Ce n’est pas tout : si Fawkes démontre son efficacité sur les logiciels généralistes, il pourrait avoir plus de difficultés à entraver l’efficacité des programmes spécialisés. Le fondateur de Clearview, Hoan Ton-That, explique au NYT que ces modifications ne perturbent pas le fonctionnement de son app. « En pratique, c’est sûrement trop tard pour perfectionner une technologie comme Fawkes et la déployer à l’échelle », assène-t-il. Pire, il ajoute qu’il pourrait s’en servir pour affiner l’efficacité de son logiciel controversé. Il a ainsi plusieurs coups d’avance sur les chercheurs, et peut déjà envisager des parades aux projets de recherche.
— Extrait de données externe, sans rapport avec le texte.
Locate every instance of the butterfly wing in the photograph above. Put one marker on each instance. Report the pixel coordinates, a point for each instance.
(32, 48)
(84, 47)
Pas de limitation technique sans loi pour l’accompagner

Dernière limite, peut-être la plus insurmontable : le travail de sape de Fawkes ne prouve son efficacité que si la très grande majorité des photos a subi son traitement. Mais pour bon nombre d’internautes, c’est déjà trop tard : des dizaines, voire des centaines, de nos photos circulent déjà sur Internet. Comment s’en sortir alors ? Faut-il espérer que des plateformes comme Facebook traitent leurs données avec un outil similaire à Fawkes ? Faut-il ne garder espoir que pour la génération qui n’est pas encore arrivée en ligne ?

Dans tous les cas, les chercheurs insistent ; leur solution technique ne suffira pas à elle seule. Contrôler les débordements de la reconnaissance faciale passera également par l’évolution de la loi. En France, la Cnil — l’autorité des données — exige un droit de regard sur les dispositifs qui utilisent cette technologie, mais la loi ne l’encadre pas encore. Au jeu du chat et de la souris, les logiciels de reconnaissance faciale caracolent pour l’instant en tête.